A multiple SMP was also developed to maximize the interface modification effect; one-third thickness of mesoporous TiO2 was coated and followed by SMP, and these two steps were repeated three times to complete the TiO2 ETL fabrication. Figure S2 shows the SEM images of the LT-TiO2 after a single SMP and the individual layers of multilayer TiO2 (ML-TiO2) with the SMP from the first to third layers, respectively. There were no distinguishable differences on the surface of each layer for the ML-TiO2 compared with the single layer of LT-TiO2. This corroborates the utility of the SMP, even in multiple coating processes of mesoporous TiO2. Furthermore, multiple iterations of the SMP improved the photovoltaic characteristics of the PSCs compared to those treated via a single SMP (Figure S3).

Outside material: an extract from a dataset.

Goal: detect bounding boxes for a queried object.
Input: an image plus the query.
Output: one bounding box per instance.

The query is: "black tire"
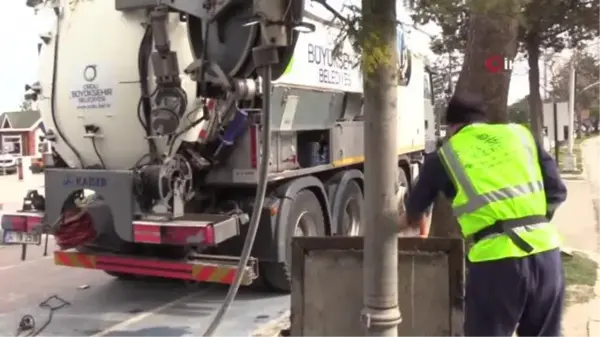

Finally, we successfully fabricated LT-PSCs via the SMP on a polyethylene naphthalate (PEN)/indium tin oxide (ITO) flexible substrate. The advantage of the SMP including the low-temperature process is that it facilitates the simple fabrication of flexible PSCs directly on a polymer substrate, without any substitution of the mesoporous TiO2 ETL. Figure 6 shows the resulting photovoltaic characteristics; these flexible LT-PSCs exhibited stable performance during the bending test at a bending radius of 10 mm.

Figure 6

(a) Current–voltage curves and (b) variations in the current density (Jsc), open-circuit voltage (Voc), and fill factor (FF) of flexible perovskite solar cells based on mesoporous TiO2 sintered at a low temperature and fabricated on a polyethylene naphthalate film, as functions of the bending cycles.

4. Conclusions

The novel and simple SMP proposed in this study for LT-PSCs significantly enhanced their photovoltaic characteristics using the conventional mesoporous TiO2 ETL. By eliminating the agglomerates on the mesoporous TiO2 surface, this method guarantees a uniform and dense light-absorbing layer during the manufacturing process. The effective manufacturing of LT-PSCs was demonstrated by applying the SMP to the surface of a mesoporous TiO2 ETL. Significant improvements of the photovoltaic characteristics were observed. Moreover, the best ETL for PSCs and a low-temperature process could be used simultaneously. This brief and easy method to fabricate advanced LT-PSCs will benefit future developments for flexible, bendable, large-scale, and printable applications. Our ongoing research includes follow-up studies to enhance the advantages of the SMP and develop additional effective surface treatments.